Wouldn’t it be nice to build plans by yourself, to make your own decisions, and to work according to your ideal schedule? All this sounds alluring, but before enjoying the benefits you need to put in the effort to start a business abroad.
This could prove to be extra difficult abroad, because there are new rules and regulations that you need to go by and it can be more difficult to find them all in a foreign country. We’d like to help! We’ve created this step-by-step list that will be very useful for you if you’re thinking about taking this big step.
And whenever you need help or advice, you know you can always call your loved ones wherever they may be with KeepCalling. After all, it’s not important to have all the answers, but to have the phone number of the people who do. 😉
1. Check the legal requirements
The first thing to take into consideration when you’re contemplating starting a company in a new country is the legal part. If you already have a visa you should check if it allows you to run a business and what limitations there may be on the percentage of a business you are legally allowed to own. In some countries, for example, you will be required to have a local business partner while in others foreigners can only have a minority share in a business.
2. Find your business profile
You may not necessarily have a business idea to start with or you could be looking around for a suitable opportunity. Instead of starting your own company, you may choose to buy an already existing business. Or, if you want to start one from scratch, you could check our 6 expat business ideas for inspiration.
3. Create a business plan
Research the market in your adoptive country and ensure that all your decisions are based on facts and figures. Just because a business concept works extremely well in one location doesn’t necessarily mean that it will be a success somewhere else. Some of the questions you should find answers to are:
- Who are your customers?
- Where will you find them?
- Can they afford your product or services?

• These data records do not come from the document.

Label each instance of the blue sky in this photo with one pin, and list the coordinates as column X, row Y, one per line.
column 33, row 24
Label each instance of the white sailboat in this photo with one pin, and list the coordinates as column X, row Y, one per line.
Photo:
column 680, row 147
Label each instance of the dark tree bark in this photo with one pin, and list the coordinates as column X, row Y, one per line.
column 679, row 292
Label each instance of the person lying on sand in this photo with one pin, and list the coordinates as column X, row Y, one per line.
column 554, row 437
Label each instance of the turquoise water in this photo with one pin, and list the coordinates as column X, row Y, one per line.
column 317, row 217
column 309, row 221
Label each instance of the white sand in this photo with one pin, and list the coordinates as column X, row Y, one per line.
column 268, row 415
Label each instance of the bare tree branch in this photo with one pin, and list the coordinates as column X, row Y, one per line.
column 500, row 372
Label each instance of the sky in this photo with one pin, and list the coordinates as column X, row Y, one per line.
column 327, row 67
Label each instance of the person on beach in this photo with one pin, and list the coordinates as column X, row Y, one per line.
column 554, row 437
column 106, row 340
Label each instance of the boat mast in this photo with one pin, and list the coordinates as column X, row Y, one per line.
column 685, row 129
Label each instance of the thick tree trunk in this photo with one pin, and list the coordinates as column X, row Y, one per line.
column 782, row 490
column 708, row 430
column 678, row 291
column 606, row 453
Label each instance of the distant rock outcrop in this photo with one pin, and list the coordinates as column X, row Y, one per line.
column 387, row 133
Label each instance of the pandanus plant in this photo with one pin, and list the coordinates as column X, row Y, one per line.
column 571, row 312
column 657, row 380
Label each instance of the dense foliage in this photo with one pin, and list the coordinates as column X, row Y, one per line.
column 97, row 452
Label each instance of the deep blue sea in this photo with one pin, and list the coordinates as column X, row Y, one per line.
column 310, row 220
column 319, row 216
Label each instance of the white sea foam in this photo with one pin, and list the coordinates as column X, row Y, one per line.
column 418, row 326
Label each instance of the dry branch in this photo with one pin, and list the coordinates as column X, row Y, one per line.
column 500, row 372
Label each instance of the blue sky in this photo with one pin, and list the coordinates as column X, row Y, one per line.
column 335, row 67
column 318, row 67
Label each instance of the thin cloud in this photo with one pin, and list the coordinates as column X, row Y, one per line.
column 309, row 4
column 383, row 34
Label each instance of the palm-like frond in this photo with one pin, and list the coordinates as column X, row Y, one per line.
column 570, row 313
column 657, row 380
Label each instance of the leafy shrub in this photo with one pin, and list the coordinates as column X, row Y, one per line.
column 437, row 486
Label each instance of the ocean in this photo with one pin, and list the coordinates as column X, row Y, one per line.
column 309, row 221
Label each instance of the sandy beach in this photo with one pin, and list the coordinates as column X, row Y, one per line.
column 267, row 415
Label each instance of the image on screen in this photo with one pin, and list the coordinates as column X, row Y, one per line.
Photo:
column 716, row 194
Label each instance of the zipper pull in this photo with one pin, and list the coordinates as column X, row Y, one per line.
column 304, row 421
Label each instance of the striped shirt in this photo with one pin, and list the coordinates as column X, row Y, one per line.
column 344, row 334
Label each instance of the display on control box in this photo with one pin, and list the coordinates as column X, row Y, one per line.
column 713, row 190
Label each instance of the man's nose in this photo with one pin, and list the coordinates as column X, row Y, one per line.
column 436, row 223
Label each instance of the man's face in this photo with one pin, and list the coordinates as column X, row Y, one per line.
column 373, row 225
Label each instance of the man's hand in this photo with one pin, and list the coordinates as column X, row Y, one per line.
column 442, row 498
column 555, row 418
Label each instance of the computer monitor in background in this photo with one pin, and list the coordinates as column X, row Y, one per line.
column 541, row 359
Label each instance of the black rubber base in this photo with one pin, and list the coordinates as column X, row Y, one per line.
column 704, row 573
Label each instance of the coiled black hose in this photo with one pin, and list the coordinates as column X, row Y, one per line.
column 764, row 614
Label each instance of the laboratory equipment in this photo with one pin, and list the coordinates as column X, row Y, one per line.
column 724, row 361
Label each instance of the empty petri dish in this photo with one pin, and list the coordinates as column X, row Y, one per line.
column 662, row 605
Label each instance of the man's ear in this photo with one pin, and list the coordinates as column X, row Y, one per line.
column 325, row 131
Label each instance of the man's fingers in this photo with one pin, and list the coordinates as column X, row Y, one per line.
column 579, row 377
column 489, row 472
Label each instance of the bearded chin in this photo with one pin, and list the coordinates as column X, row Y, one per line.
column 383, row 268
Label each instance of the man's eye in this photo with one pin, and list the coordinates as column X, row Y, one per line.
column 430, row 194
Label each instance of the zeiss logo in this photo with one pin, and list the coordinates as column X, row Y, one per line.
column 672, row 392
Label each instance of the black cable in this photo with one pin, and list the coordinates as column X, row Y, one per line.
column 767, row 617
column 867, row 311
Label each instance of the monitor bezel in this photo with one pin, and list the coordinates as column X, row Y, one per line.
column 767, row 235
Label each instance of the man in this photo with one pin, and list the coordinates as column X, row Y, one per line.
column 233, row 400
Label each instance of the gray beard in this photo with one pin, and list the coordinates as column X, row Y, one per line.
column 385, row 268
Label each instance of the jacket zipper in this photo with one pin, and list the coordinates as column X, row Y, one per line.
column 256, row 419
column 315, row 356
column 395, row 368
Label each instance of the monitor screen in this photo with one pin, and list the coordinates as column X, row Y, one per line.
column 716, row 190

- Will the demand be seasonal? Will the demand be enough to support your costs throughout the year?
4. Get your finances in order
When starting a company abroad you will need funds for all sorts of necessities: a location, materials, legal costs, utility bills, advertising, employee salaries, etc. You should ideally have enough money to allow you to survive for a year.
Research the local banks and find out which one offers the best rates for a business account. Find out about international transfer rates, facilities, loans, interest rates, and charges. Open an account and transfer the money you will need into your new account.
5. Learn about taxation
You should always research local taxation and reporting requirements in advance, to make sure that you pay the right amounts of money to the authorities and that you do it in time. Find out about import-export duty, sales tax, and VAT. It may be useful to hire a local accountant to help you with the process and with everything you need to do once you get started.
6. Start enthusiastically
Remember, as a general rule, most businesses can take up to 18 months to get established and to start turning over a profit, so don’t expect the millions to roll in very soon. With patience, enthusiasm, and hard work your business will be on the right track and that’s something you should be proud of. Good luck!